Sunday, September 4, 2022

[FIXED] Accuracy of same validation dataset differs between last epoch and after fit

September 04, 2022 deep-learning, keras, python, tensorflow No comments

Issue

The following code gives a log ending with

Epoch 19/20
1/1 [==============================] - 0s 473ms/step - loss: 1.4018 - accuracy: 0.8750 - val_loss: 1.8656 - val_accuracy: 0.8900
Epoch 20/20
1/1 [==============================] - 0s 444ms/step - loss: 0.5904 - accuracy: 0.8750 - val_loss: 2.1255 - val_accuracy: 0.8700
get_dataset: validation
Found 1000 files belonging to 2 classes.
Using 100 files for validation.
4/4 [==============================] - 1s 81ms/step
eval acc: 0.81

My question is:

Why is the val_accuracy after the last epoch (0.87) different from the eval acc (0.81) after the fit?
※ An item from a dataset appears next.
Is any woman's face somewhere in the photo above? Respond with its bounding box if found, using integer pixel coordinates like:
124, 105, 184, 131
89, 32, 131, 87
In my code, I try to use the same dataset for the validation of each epoch during fit and the additional validation afterwards.

[Update 1, 2022-07-19:

Obviously, the two accuracy calculations don't really use the same data. How can I debug which data is actually used?
[Update 3, 2022-07-20: I have followed the data into TensorFlow. The last thing I see is that in Model.evaluate (during fit) and Model.predict the x.filenames are equal. I did not manage to debug much further, because soon in quick_execute the __inference_test_function_248219 resp. the __inference_predict_function_231438 are evaluated outside Python, and the arguments are tensors with dtype=resource, whose contents I cannot see.]
I have deliberately removed my class balancing code to keep my example small. I know that this makes the accuracies less useful, but I don't care about that for now.
Note that get_dataset('validation') is only called once at the beginning of the fit, not at each epoch.
I have now also set max_queue_size=0, use_multiprocessing=False, workers=0 (as seen here, found via this related SO question about TensorFlow 1), but this did not make the accuracies equal.

]

Code:

import tensorflow as tf
from sklearn.metrics import accuracy_score
from tensorflow.keras.models import Model
from tensorflow.keras.layers import Dense, Flatten
from tensorflow.keras.preprocessing import image_dataset_from_directory
    
inputs = tf.keras.Input(shape=(224, 224, 3))
base_model = tf.keras.applications.ResNet50(weights='imagenet', include_top=False)
base_output = base_model(inputs)
base_model.trainable = False
out = Flatten(name='flat')(base_output)
out = Dense(1, activation='sigmoid')(out)
model = Model(inputs=inputs, outputs=out)
model.compile(optimizer='adam', loss='binary_crossentropy', metrics=['accuracy'])

def get_dataset(subset):
    print('get_dataset:', subset)
    return image_dataset_from_directory(
        'data-nodup-1000',
        labels="inferred",
        label_mode='binary',
        color_mode="rgb",
        image_size=(224, 224),
        shuffle=True,
        seed=1,
        validation_split=0.1,
        subset=subset,
        crop_to_aspect_ratio=False,
    )

model.fit(
    get_dataset('training'),
    steps_per_epoch=1,
    epochs=20,
    validation_data=get_dataset('validation'),
    max_queue_size=0,
    use_multiprocessing=False,
    workers=0,
)

val_dataset = get_dataset('validation')
true_class = tf.concat([y for x, y in val_dataset], axis=0)
pred = model.predict(val_dataset)
pred_class = pred >= .5
print('eval acc:', accuracy_score(true_class, pred_class))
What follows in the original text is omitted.